[9]Kıvılcım

810 124 132
                                    

Demir : Ağam ne yapacağız? Kapıya dayandı bu manyak hepimizi kurşuna dizecek!

Adil : Bilmiyorum Demir! Ben gosgoca Adil ağa evinde pısırık gibi saklandı dedirtmem!

Doruk : Tek gelmiş bu gıllik. Şurda üç tane adamız bir heriftenmi korkacağız ağam. De haydi şunun başını ezelim!

Adil : (Demire bakarak) Gardaşından feyz al! Gorkusuz oğlım benim. Haydi göster şu Vefa itine Erinçlere bulaşmak neymiş.

Doruk : Başım üstüne ağam.

Adil ve oğulları silahlarını bellerine takıp konaktan çıkmak için hazırlanırken kapıda bekleyen Ali bir hayli sıkılmıştı. Etrafta toplanan insanlar her geçen saniye çoğalırken Ali kimseyi Kâle almıyordu.

Ali : (Gülerek bağırır.) Kayın Babaa! Nerde kaldın ama bak ben sıkılıyorum!

Ali cümlesini bitirir bitirmez Demir tarafından açılan konağın dış kapısından Erinçler çıkar. Doruk silahı eline alıp hızlı adımlarla Ali'nin üstüne yürür. Adil ve Demir geride duruyordur. Doruk silahını Ali'nin tam alnına dayar ve sırıtır. Ali de mimik oynamaz.

Doruk : (Ali'nin elindeki silaha bakarak) Bırak lan silahını Ali efendi! O raconun bana sökmez!

Ali : Allah allah. Napçan benimi vurucan?

Doruk : Gerekirse evet!

Ali, Doruğun yüzüne bakarak gülümser. Ardından çevik bir hamleyle karnına tekme atar. Duruk beklenmedik bu darbe karşısında sırt üstü yere düşer. Elindeki silah kayar.
Adil ve Demir baka kalmıştır.

Ali : (Ciddi bir ses tonuyla) Vursana!

Doruk düşerken parmaklarının arasından kayan silahını almak için elini uzatır. Fakat daha parmağının ucu bile değmeden Ali tetiği çeker. Doruğun eline sıkmıştır. Çevredeki insanlar irkilirken Doruk hızla elini kendine çekerek acı içinde bağırır. Adil hemen devreye girer. Ali'nin üstüne doğru koşarken Ali bu sefer silahı Adile doğrultur. Demir ise silahını Ali'ye doğrultmuştur.

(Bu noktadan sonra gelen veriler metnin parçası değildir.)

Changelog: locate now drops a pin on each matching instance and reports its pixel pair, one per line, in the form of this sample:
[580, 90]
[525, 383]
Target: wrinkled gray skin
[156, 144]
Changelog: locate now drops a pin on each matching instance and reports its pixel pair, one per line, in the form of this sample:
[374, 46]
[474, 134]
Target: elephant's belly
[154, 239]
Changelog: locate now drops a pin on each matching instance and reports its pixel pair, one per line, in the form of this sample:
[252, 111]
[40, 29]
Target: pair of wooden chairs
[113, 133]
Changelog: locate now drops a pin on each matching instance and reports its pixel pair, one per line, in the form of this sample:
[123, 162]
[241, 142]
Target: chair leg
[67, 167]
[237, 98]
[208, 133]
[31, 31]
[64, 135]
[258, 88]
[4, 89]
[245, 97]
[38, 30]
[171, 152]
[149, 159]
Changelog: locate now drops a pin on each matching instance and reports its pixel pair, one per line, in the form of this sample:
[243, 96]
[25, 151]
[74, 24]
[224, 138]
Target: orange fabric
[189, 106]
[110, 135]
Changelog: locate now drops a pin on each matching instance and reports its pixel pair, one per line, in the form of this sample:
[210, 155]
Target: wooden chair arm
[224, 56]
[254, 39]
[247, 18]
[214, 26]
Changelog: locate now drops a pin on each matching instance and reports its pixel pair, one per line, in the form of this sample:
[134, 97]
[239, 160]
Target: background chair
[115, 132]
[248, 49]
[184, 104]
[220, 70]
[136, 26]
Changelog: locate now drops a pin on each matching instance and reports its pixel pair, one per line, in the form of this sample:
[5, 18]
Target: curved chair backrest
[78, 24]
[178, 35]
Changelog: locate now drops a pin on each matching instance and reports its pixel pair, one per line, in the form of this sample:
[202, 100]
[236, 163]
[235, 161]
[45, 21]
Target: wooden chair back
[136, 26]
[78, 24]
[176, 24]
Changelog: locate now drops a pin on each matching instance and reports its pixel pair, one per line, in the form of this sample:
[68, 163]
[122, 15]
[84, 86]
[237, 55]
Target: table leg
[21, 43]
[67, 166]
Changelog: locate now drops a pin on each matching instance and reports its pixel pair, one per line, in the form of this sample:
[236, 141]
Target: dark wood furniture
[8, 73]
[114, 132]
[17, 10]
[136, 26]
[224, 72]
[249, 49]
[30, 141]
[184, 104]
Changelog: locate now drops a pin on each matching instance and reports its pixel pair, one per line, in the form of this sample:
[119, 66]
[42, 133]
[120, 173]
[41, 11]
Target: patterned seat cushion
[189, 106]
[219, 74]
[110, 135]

Ali : Dur orda babacım. Sana zarar vermek istemem değilmi?

Adil : Naptın lan oğlıma soysuz it!

Ali : Kelimelerine dikkat et bence Adil efendi. Nefes alışını durdurmak tek parmağıma bakıyorda onun için söylüyorum!

Adil sinirle Ali'nin yüzüne bakar. Eli yavaşca belindeki silahına gidiyordur. Ali bunu fark etmiştir.

Demir : İndir o silahı ağamın üstünden Ali ağa!

Demir'in sesi ile bakışlarını o yöne çevirir Ali. Gülümser. Doruk hâlâ yerde kıvranırken Ali, Adilin belindeki silahı çekerek alır. Adil baka kalmıştır. Silahı kendi beline koyarak Demire yaklaşır. Demir'in silahı tutan eli titriyordur. Ali yaklaştıkca geri geri adım atar.

Ali : Lan velet! Bari o elindekini bana tutuyorsun hakkını ver! Ne o dansöz gibi her bir tarafın ayrı titriyor!

Demir : Kes! Yaklaşma sıkarım Ali ağa!

Ali : Babanın yanına geç diz çök!

Demir : (Şaşkınca) Ne!

Ali : DEDİĞİMİ YAP HEMEN!

Ali ciğerleri çıkacakmkşcasına bağırınca herkes irkilir. Kimse jandarmayı aramaya cesaret edemiyordur. Demir elindeki silahı daha sıkı tutmaya çalışır. Ali'ye boyun eymeyecektir.

Demir : Siktir git lan!

Ali : (Demirin silahına tekmeyi yapıştırarak) SANA SİKTİR LAN PEZEVENK! (Yakasını tutar) ŞİMDİ NEYİNE GÜVENİYORSUN LAN İT OĞLU İT!